The tackle by Hemopo - who is a New Zealand Under 20 rugby trialist and development team member of the Canterbury Crusaders - will be reviewed by stadium management following criticism online that his tackle was a "king hit", a "cheap shot" and "over the top". Others said the streaker deserved the treatment he received for disrupting the game.
Footage of the incident shows a naked man invading the pitch in the 62nd minute of the Test, forcing play to stop. But as the streaker slows to a walk beside England player Luther Burrell, Hemopo lines him up and takes him down with a bruising tackle from behind.
Hemopo then holds the man in a headlock before he and another security guard march him from the field and into the hands of police.
John Gee, Hemopo's coach with the High School Old Boys rugby team in Christchurch, said Hemopo should have been playing for his home club on Saturday, but needed extra money so took a shift as a security guard at the stadium.
"He is not an aggressive person," Gee told stuff.co.nz, adding that the tackle took place in the "heat of the moment" and that Hemopo was just trying to do his job.
He said Hemopo, a student at the University of Canterbury, would be remorseful following the tackle.
Video of the tackle has caused divided opinion among online commentators. Some said the pitch invader was ''destroyed'' or "hammered", while others called the tackle "violent", ''over the top'' and a ''king hit''.
John Warren Harsh wrote on Facebook that the tackle "could have seriously injured the guy, who, whilst he shouldn't have been doing what he was, didn't deserve that treatment".
Mark Dewsbery described the reactions of many as "soft".

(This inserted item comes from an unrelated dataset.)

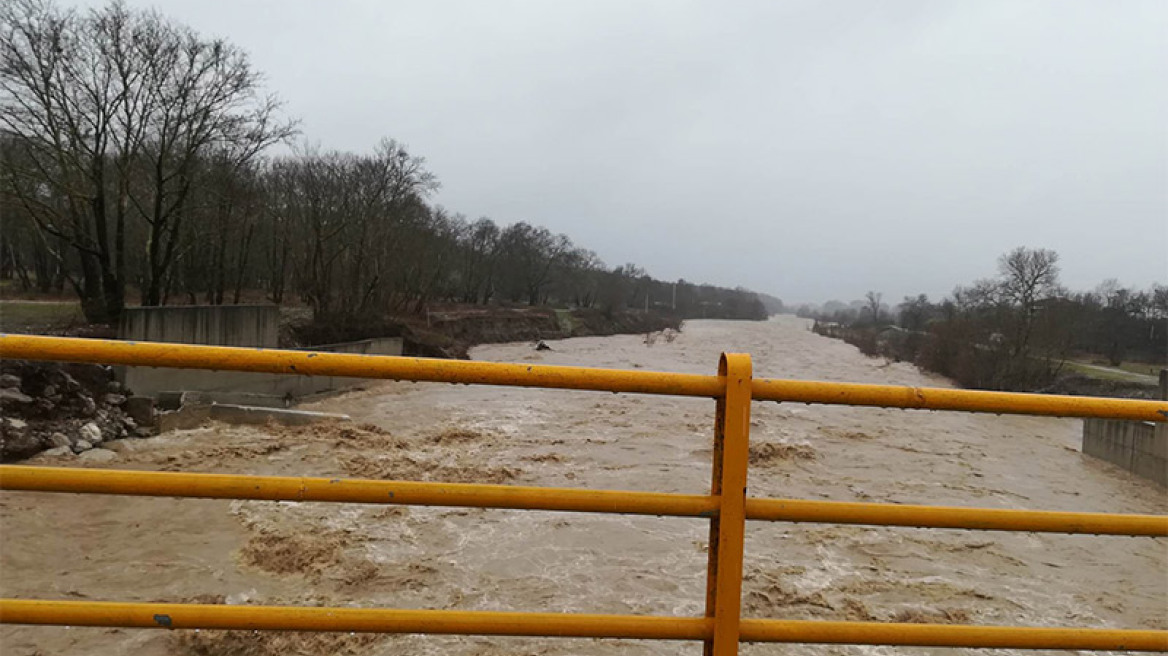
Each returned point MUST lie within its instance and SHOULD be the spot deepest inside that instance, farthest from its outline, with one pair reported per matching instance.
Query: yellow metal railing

"Why do so many defend the idiot? He knew before he ran out there it was wrong. If he broke his neck it's his own fault," he said.
Sergeant Reece Munro, from of Dunedin police, said a 28-year-old Christchurch man who was "under the influence of alcohol" was taken into custody after the incident.
The man was charged with offensive behaviour, which attracts a maximum penalty of $1000, before he was released early on Sunday morning. He is due to appear in the Dunedin District Court on Wednesday.
Kim Barnes, from Dunedin Venues Management, which organised security, told the New Zealand Herald that the incident was under review.
"A post-match review meeting will be taking place tomorrow morning with all relevant parties and this incident will be part of that review. Comment will be made after this meeting," she said.
The incident took place just hours after a naked rugby match between a group of Kiwi and English fans in Dunedin. The two 15-man teams had stripped down to their birthday suits for that match, which was as an unofficial curtain raiser to the second Test on Saturday night, which the All Blacks won 28-27.
Saturday night's tackle brought back memories of an incident at the Gabba in 2008, when a streaker came off second best in a collision with Australian cricketer Andrew Symonds.
Symonds was at the crease during a one-day final against India when a streaker ran towards him on the pitch. Symonds connected with a rugby-league style shoulder charge that left the streaker flat on his back.
Other Australian cricketers have been known to make an example of nude intruders.
In 1976, former Australian captain Greg Chappell was so incensed by a male streaker he spanked him on the bottom with his bat at Auckland's Eden Park.
And in 1982, Australian seamer Terry Alderman damaged his shoulder so seriously tackling an English pitch invader in Perth that he was ruled out for the rest of that Ashes series.